Soprattutto, è fuori dubbio che le Sacre Scritture ebraiche conoscono, come
mediatori paradigmatici tra Dio e il suo popolo, Mosé e i profeti, dunque degli
uomini.
Procedendo
sempre per esemplificazioni, se nei vangeli di Marco, Matteo e Luca è un angelo
che annuncia alle donne stupefatte di fronte al sepolcro vuoto di Gesù: «Il
crocifisso è risorto!»; da parte sua, Paolo, teologo avvertito e raffinato,
afferma con forza di aver ricevuto l'annuncio della risurrezione di Gesù per
diretta rivelazione divina, mentre arriva all'umanità attraverso la parola
degli apostoli. In ogni modo le Scritture cristiane stanno uniformemente ad
attestare che Gesù di Nazaret è l'unico mediatore tra Dio e l'uomo (cf. prima
lettera a Timoteo 2,5) e il messaggero, dunque l'«angelo», della parola
definitiva del Padre al mondo (cf. il vangelo di Giovanni). Per questo forse non
è casuale che nelle tradizioni evangeliche più antiche, delle quali non fanno
parte i racconti del natale e dell'epifania di Gesù, sia assente qualsiasi «svolazzo»
angelico.
Quanto
al diavolo o a Satana, le stesse testimonianze bibliche mostrano uno sviluppo
culturale di approccio al problema, assai avvertito, della sollecitazione al
male. Nel libro della Genesi il linguaggio appare di timbro decisamente
mitologico: è il serpente, «il più astuto animale della campagna», che
induce i progenitori alla ribellione contro Dio (cf. cap. 3). Molti secoli dopo,
secondo il libro della Sapienza, scritto originariamente in greco e nato
nell'illuminata diaspora ebraica di Alessandria d'Egitto, il peccato originale
di Adamo ed Eva fu consumato «per invidia del diavolo» (cf. 2,24). Scrivendo
ai cristiani dl Roma, Paolo di Tarso spiegherà la tragedia originaria
dell'umanità facendo appello a un meccanismo perverso interno all'uomo, a una
specie di Superio schiavizzante la persona, da lui chiamato teologicamente «il
Peccato» (cf. 5,12ss). In sintesi, tre modi diversi per spiegare la medesima
realtà: un male oscuro è presente nell'esistenza e nella storia umana fin
dalle origini.
Il
prologo del libro di Giobbe mette in campo, come tentatore del pio protagonista
di questo dramma religioso, un essere celeste appartenente alla corte di Dio,
appunto Satana, vale a dire il tentatore. Più tardi, ormai pienamente «demonizzato»,
Satana ha fatto la sua apparizione nella vita di Gesù: così i racconti
evangelici delle sue tentazioni. Ma il vangelo di Matteo ci ha conservato la
seguente invettiva del Maestro a Pietro: «Vattene via da me, Satana!» (16,23).
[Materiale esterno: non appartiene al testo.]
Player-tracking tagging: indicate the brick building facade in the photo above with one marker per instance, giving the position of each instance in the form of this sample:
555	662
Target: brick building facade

E' stato dunque l'apostolo a rivestire storicamente il ruolo del grande
tentatore di Cristo. E la lettera di Giacomo chiarisce, in linea di principio,
da dove viene l'istigazione al male: dall'interno dell'uomo, esattamente dalla
sua cupidigia (cf.1,14).
Perciò
non sembra un azzardo ipotizzare che il diavolo o Satana sia una proiezione
all'esterno di un dinamismo interno che spinge la persona al male. In ogni modo,
al di là delle differenze culturali che li separano, i testi biblici concordano
nel respingere ogni banalizzazione delle forze del male presenti e operanti
nell'esistenza umana e nella storia. Esse hanno appunto un volto «demoniaco»,terribile;
sono l'adeguato contraltare alla potenza della grazia liberatrice, che ogni
pagina biblica proclama quale vangelo, lieto annuncio.